Genetic diversity and molecular responses to drought stress in Vigna unguiculata L. Walp.

Genetic diversity and molecular responses to drought stress in Vigna unguiculata L. Walp.

Titre : Genetic diversity and molecular responses to drought stress in Vigna unguiculata L. Walp.

Auteur : Carvalho, Márcia Raquel Gomes de

Université de soutenance : Universidade de Tras os Montes E Alto Douro

Grade : Doctoral in Agricultural Production Chains - From Fork to Farm 2018

Résumé partiel
Climate change is considered as one of the major threats to agriculture sustainability and biodiversity. Drought is a severe environmental stress with major impacts on plant development and productivity. The use and improvement of crops with the ability to mitigate the effects of drought will be a key step for future crop sustainability. Cowpea (Vigna unguiculata L. Walp) is a warm-season grain legume, considered as an interesting crop, due to its high adaptability to heat and drought, as well as to its association with nitrogen fixing rhizobia. As other legumes, cowpea plays a major role in the global food security by providing an affordable dietary source of nutrients mainly proteins.

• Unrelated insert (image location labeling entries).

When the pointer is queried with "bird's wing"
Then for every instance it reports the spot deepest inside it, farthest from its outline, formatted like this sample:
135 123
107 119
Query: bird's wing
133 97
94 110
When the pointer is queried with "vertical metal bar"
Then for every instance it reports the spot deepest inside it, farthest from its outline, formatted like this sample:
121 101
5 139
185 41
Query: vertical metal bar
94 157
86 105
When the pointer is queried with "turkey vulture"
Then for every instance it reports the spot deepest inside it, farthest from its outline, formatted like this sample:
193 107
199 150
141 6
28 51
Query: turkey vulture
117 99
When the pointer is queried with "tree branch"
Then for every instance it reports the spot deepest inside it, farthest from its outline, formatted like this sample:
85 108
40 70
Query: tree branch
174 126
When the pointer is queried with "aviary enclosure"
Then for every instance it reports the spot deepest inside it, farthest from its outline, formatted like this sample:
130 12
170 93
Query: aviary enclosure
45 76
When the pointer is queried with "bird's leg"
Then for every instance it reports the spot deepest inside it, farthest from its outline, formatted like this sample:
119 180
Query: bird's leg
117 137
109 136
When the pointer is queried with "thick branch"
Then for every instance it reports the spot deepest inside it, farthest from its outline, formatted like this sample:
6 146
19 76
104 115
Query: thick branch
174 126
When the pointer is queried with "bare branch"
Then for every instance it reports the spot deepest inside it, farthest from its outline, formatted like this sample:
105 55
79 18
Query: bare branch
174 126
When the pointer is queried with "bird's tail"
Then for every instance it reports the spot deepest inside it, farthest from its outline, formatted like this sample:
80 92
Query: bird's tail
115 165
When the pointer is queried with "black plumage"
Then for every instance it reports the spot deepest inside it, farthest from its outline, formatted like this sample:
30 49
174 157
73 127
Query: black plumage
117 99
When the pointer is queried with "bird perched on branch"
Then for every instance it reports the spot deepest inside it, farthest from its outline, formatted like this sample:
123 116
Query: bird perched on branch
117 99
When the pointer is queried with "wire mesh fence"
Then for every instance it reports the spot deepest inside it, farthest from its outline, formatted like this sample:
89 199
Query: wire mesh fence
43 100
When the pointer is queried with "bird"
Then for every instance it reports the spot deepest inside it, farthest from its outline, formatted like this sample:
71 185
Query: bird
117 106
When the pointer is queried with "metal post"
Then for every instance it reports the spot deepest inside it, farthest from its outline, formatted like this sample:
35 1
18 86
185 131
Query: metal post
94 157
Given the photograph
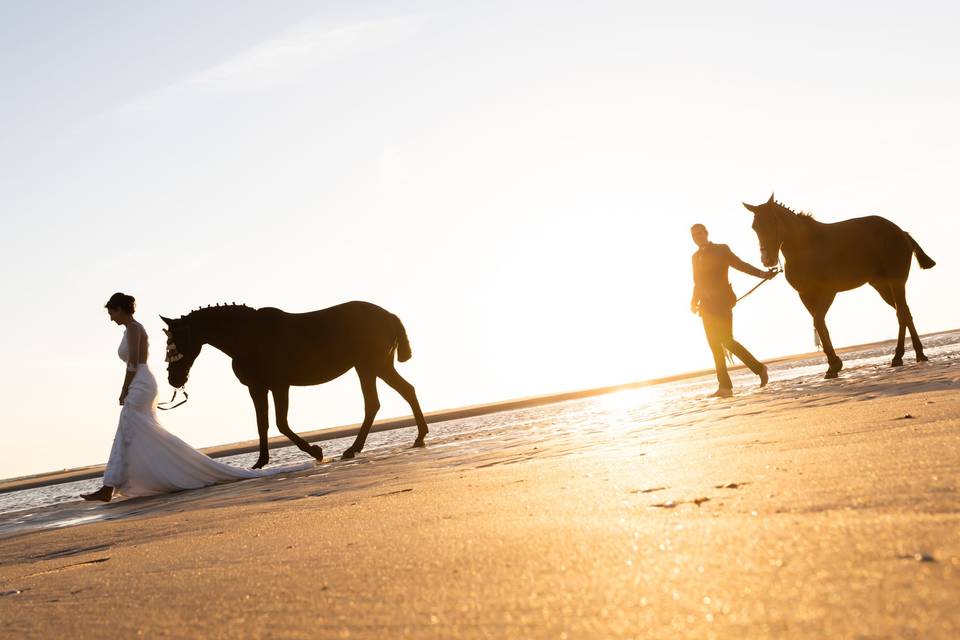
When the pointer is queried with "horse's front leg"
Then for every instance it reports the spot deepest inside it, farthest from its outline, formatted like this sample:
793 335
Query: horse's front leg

The thesis main objective is to contribute for a higher cowpea production in Europe, anticipating the upcoming climate changes. To achieve this goal, multidisciplinary approaches were undertaken involving field trials and molecular genetics, physiology and biochemistry approaches. Regarding genetic diversity, the morphological and agronomical characterization of 24 Iberian Peninsula cowpea genotypes was performed, thus emphasizing the high genetic diversity among genotypes. From this characterization, ten cowpea genotypes were selected and further used for determining the stability of morphological and agronomical traits in three different environments (two in Portugal and one in Spain), during two consecutive years. A high interaction between genotype and environment was found and Elvas (Portugal) revealed to have the most appropriated environment for the production of this set of cowpea genotypes. The recently developed Cowpea iSelect Consortium Array (Illumina, Inc.) provided an excellent opportunity for further determination of cowpea genetic diversity. This array contains 51,128 SNPs and was used in a set of 96 cowpea genotypes, 43 of which from Iberian Peninsula and 23 from 22 other worldwide countries. Cowpea genotypes were clustered in four subpopulations, mainly differentiated by their geographical origin, allowing the suggestion of a new hypothesis about cultivated cowpea dispersion routes. Most of Iberian Peninsula genotypes and those from other Southern European and Northern African countries were grouped in the same subpopulation, indicating a high genetic similarity among them. However, three Iberian Peninsula cowpea genotypes did not belong to this subpopulation, being two of them classified as ‘admixed’ and another from a different subpopulation.